Chip and Battery-Free Electronic Skin Measures Heartbeat

Chip and Battery-Free Electronic Skin Measures Heartbeat


Courtesy of the researchers

The device senses and wirelessly transmits signals without bulky chips or batteries.

There’s been a lot written over the last few years on the attributes of gallium nitride in the power industry, but one aspect of the material I had never read about before is that it is has piezoelectric properties, meaning that it can turn mechanical strain to electricity, and electricity to mechanical vibration. Researchers at MIT have taken advantage of both these features to create electronic skin that can operate wirelessly, and more importantly, can operate without any ICs or batteries. The researchers harnessed those two piezoelectric properties simultaneously for sensing and wireless communication.

The electronic skin is intended for use in wearable sensors. Like a smart watch now, the electronic skin will be able to measure attributes such as glucose concentration, blood pressure, heart rate and activity levels. While devices, like smart watches, that perform those functions now use batteries and communicate through a wireless chip, an electronic skin product without those components can be made smaller, thinner and more flexible. The MIT engineers’ design, published in the journal Science, offers a way to build chip-free wireless sensors that can communicate with a device like a smartphone.

The team’s sensor design is a a flexible, semiconducting film that can adhere to the user’s skin. An ultrathin, single-crystalline sample of gallium nitride is paired with a conducting layer of gold to boost electrical signals. The device is sensitive enough to vibrate in response to a person’s heartbeat, as well as the salt in their sweat and generate an electric signal from those vibrations.

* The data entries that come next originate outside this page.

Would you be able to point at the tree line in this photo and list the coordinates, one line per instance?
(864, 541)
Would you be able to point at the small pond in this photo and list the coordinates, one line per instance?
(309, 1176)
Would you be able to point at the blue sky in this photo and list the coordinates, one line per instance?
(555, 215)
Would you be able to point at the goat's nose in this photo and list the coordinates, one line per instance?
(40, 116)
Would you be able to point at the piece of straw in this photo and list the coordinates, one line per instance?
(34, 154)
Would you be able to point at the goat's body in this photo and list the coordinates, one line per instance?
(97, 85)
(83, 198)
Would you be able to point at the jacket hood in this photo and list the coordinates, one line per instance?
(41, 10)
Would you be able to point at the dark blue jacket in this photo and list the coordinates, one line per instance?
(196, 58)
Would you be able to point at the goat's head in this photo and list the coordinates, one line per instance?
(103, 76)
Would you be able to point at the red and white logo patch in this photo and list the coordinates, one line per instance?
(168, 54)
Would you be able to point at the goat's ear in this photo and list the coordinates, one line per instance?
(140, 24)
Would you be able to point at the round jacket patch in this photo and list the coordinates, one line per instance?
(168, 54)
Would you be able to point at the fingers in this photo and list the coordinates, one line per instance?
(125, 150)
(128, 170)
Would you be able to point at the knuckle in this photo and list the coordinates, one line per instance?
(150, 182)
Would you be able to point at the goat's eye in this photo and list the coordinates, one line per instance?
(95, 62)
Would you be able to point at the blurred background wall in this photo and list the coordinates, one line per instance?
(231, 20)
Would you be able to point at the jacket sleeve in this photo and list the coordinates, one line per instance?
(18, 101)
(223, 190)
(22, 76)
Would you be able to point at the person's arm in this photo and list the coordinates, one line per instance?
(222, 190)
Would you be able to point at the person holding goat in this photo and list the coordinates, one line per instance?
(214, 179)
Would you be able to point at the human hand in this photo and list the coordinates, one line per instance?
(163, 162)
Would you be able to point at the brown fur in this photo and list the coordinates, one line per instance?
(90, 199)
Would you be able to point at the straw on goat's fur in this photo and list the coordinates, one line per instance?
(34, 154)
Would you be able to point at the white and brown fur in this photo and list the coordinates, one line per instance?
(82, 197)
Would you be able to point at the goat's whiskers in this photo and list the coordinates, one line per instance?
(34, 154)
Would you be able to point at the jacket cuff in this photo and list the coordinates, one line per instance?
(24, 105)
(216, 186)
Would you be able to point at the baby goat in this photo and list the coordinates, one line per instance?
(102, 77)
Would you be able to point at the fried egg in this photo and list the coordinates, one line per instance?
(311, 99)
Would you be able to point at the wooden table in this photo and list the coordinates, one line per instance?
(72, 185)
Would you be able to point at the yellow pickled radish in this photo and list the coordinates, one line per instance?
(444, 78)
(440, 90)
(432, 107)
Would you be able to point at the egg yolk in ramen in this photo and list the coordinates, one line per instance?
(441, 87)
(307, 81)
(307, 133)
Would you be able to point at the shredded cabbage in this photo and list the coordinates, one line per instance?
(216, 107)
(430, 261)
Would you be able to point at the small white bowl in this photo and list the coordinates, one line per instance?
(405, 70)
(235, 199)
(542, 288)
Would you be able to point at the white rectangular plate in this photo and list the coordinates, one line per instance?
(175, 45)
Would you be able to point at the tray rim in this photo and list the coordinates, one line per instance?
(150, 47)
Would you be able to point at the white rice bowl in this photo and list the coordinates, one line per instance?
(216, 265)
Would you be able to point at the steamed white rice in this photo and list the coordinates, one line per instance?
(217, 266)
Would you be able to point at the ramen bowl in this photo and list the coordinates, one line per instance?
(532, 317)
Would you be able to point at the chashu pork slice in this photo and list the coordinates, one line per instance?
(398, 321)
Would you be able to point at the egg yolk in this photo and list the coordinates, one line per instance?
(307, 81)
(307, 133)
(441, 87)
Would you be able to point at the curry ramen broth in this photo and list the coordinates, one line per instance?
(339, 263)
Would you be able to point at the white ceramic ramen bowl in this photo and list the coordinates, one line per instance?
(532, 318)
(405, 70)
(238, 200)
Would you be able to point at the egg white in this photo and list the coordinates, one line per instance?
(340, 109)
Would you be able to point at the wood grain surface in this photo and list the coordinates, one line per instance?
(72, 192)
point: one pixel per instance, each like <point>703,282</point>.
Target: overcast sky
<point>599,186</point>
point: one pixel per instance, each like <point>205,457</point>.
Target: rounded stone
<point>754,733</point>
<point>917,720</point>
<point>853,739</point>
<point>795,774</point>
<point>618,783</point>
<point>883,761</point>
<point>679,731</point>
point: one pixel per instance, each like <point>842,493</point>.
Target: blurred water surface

“Our device could make a system very light without having any power-hungry chips,” said the study’s corresponding author, Jeehwan Kim, an associate professor of mechanical engineering and of materials science and engineering, and a principal investigator in the Research Laboratory of Electronics. “You could put it on your body like a bandage, and paired with a wireless reader on your cellphone, you could wirelessly monitor your pulse, sweat, and other biological signals.”

Kim’s group previously developed a technique, called remote epitaxy, that can quickly grow and peel away ultrathin, high-quality semiconductors from wafers coated with graphene. For the electronic skin, the engineers used the technique to peel away ultrathin single-crystalline films of gallium nitride. The team used the gallium nitride film as both a sensor and a wireless communicator of surface acoustic waves. The patterns of these waves can indicate a person’s heart rate, or the presence of certain compounds on the skin.

The researchers hypothesized that the sensor would have its own inherent resonant vibration that the piezoelectric material would simultaneously convert into an electrical signal, the frequency of which a wireless receiver could register. Any change to the skin’s conditions, such as from an accelerated heart rate, would affect the sensor’s mechanical vibrations, and the electrical signal that it automatically transmits to the receiver. To test that idea, the researchers placed the electronic skin on volunteers’ wrists and necks, and used a simple, nearby antenna to wirelessly measure the device’s frequency without physically contacting the sensor itself. The device was able to sense and wirelessly transmit changes in the surface acoustic waves of the gallium nitride on volunteers’ skin related to their heart rate. The gallium nitride and gold layer measured only 250 nm thick.

The team also paired the device with a thin ion-sensing membrane — a material that selectively attracts a target ion, and in this case, sodium. With this enhancement, the device could sense and wireless transmit changing sodium levels as a volunteer held onto a heat pad and began to sweat.

Kim’s co-authors include first author and former MIT postdoc Yeongin Kim, who is now an assistant professor at the University of Cincinnati; co-corresponding author Jiyeon Han of the Korean cosmetics company AMOREPACIFIC, which helped motivate the current work; members of the Kim Research Group at MIT; and other collaborators at the University of Virginia, Washington University in St. Louis, and multiple institutions across South Korea.

The research was supported by AMOREPACIFIC.